Artificial Intelligence (AI) is a rapidly advancing field that often requires hefty investments, predominantly accessible to tech giants like OpenAI and Meta. However, an exciting breakthrough presents an exception to this norm—turning the tide in favor of democratizing AI development. Researchers from MIT’s Computer Science and Artificial Intelligence Laboratory (CSAIL) and Myshell AI have demonstrated that large language models (LLMs), equivalent to LLaMA2-level, can be trained economically.
Their research unveils a super-efficient model named JetMoE-8B. This model not only lowers the cost barrier traditionally attached to LLMs training but also outshines the performance of pricier models such as LLaMA2-7B from Meta AI. Consequently, it becomes possible to train high-performing LLMs outside of well-endowed organizations, opening doors for numerous research institutions and enterprises.
JetMoE-8B is engineered to be open-source and academic-friendly, promoting an inclusive approach towards AI training. With no reliance on proprietary resources, this model uses public datasets and open-sourced code for training. Also, its architecture allows fine-tuning on affordable consumer-grade GPUs. These features make JetMoE-8B an ideal choice for institutions operating with limited budgets, thereby lowering the entry barriers for high-quality AI research and application.
Crafted with a sparsely activated structure inspired by ModuleFormer, JetMoE-8B includes 24 blocks. Each has two types of Mixture of Experts (MoE) layers. With a total of 8 billion parameters, only 2.2 billion are active during inference, decreasing computational costs without compromising performance.
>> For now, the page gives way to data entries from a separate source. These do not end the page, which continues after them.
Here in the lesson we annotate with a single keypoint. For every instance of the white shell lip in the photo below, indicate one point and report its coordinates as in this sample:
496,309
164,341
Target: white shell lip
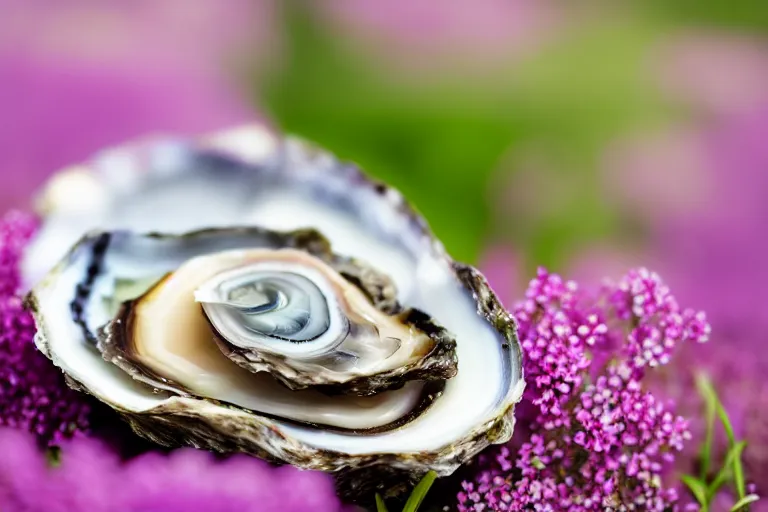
401,246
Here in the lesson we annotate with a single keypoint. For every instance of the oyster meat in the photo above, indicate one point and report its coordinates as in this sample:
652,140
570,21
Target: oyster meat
293,309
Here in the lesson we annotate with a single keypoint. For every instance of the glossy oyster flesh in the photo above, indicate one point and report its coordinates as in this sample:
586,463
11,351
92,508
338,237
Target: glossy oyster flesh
285,310
222,182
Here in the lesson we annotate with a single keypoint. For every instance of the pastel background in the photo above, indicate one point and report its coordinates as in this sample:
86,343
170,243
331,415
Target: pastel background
588,136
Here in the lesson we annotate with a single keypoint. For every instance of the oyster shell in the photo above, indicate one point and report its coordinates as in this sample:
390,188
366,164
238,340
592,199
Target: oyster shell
334,340
250,177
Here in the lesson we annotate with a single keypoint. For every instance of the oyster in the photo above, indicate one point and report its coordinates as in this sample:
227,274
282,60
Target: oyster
269,309
266,398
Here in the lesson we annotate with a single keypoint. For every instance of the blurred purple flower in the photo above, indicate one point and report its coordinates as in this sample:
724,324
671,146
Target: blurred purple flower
83,75
55,114
33,395
719,74
483,34
92,478
596,439
711,249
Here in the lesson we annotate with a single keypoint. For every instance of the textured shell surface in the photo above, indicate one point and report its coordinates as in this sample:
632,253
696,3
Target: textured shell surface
232,191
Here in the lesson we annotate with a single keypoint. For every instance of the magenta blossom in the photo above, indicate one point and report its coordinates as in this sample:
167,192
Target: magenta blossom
599,440
92,478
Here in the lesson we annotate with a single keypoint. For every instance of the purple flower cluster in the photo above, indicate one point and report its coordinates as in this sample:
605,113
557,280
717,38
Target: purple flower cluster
598,440
33,395
92,478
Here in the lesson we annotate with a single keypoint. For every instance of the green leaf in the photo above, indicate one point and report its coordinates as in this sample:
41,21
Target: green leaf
420,492
733,454
705,455
380,505
698,489
743,502
708,391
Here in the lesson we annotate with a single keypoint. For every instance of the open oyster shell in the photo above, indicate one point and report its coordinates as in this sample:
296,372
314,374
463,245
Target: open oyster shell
250,177
335,340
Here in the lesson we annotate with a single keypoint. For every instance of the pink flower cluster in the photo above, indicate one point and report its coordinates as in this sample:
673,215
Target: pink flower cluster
598,440
33,395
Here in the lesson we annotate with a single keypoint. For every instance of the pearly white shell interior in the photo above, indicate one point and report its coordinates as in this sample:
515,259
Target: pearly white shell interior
192,191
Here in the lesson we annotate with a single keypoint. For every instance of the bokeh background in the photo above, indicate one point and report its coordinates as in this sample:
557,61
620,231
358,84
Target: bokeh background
586,136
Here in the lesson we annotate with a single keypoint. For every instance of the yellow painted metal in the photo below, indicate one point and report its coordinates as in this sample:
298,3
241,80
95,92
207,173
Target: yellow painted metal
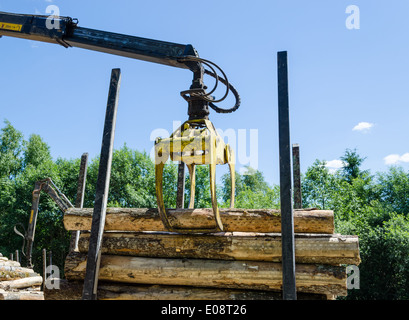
195,142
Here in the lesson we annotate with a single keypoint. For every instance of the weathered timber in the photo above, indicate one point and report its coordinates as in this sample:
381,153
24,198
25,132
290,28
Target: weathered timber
254,275
71,290
309,248
240,220
21,283
9,263
15,272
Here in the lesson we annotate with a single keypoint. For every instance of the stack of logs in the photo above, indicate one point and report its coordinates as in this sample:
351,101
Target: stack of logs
18,283
140,260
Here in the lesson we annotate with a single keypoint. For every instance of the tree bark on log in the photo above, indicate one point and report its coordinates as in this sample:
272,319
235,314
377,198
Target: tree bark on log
240,220
72,290
309,248
22,295
12,272
264,276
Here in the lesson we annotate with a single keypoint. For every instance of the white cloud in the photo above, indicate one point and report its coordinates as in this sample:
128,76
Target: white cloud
334,165
363,126
395,158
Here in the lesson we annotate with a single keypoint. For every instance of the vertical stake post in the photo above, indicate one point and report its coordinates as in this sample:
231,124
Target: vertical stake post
44,267
79,201
102,188
287,222
180,197
297,177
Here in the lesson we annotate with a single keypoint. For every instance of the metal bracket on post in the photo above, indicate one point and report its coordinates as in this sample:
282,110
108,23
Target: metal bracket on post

Impressively, JetMoE-8B outperforms rival models like LLaMA2-7B and LLaMA-13B with more considerable training outlays and computing power.
JetMoE-8B’s cost-effectiveness is noteworthy, as its training cost is just around $0.08 million. This was achieved using a 96×H100 GPU cluster for two weeks following a two-phased training methodology—a combination of a constant learning rate with linear warmup alongside an exponential learning rate decay. This was implemented over a training corpus of 1.25 trillion tokens from open-source datasets.
In summary, JetMoE-8B disrupts the prevailing notion that superior LLM training requires enormous monetary investments by accomplishing the task with merely $0.1 million. Its unique offerings include being open-source, low computational requirements during fine-tuning phase and outperforming rival models despite having smaller budgets. These factors contribute to JetMoE-8B’s appeal as a democratized, high-performing LLM, potentially fueling more inclusive, widespread AI research and development. The introduction of JetMoE-8B signifies a significant democratization move in the AI world, possibly setting off a wave of innovation with a diverse array of contributors like never witnessed before.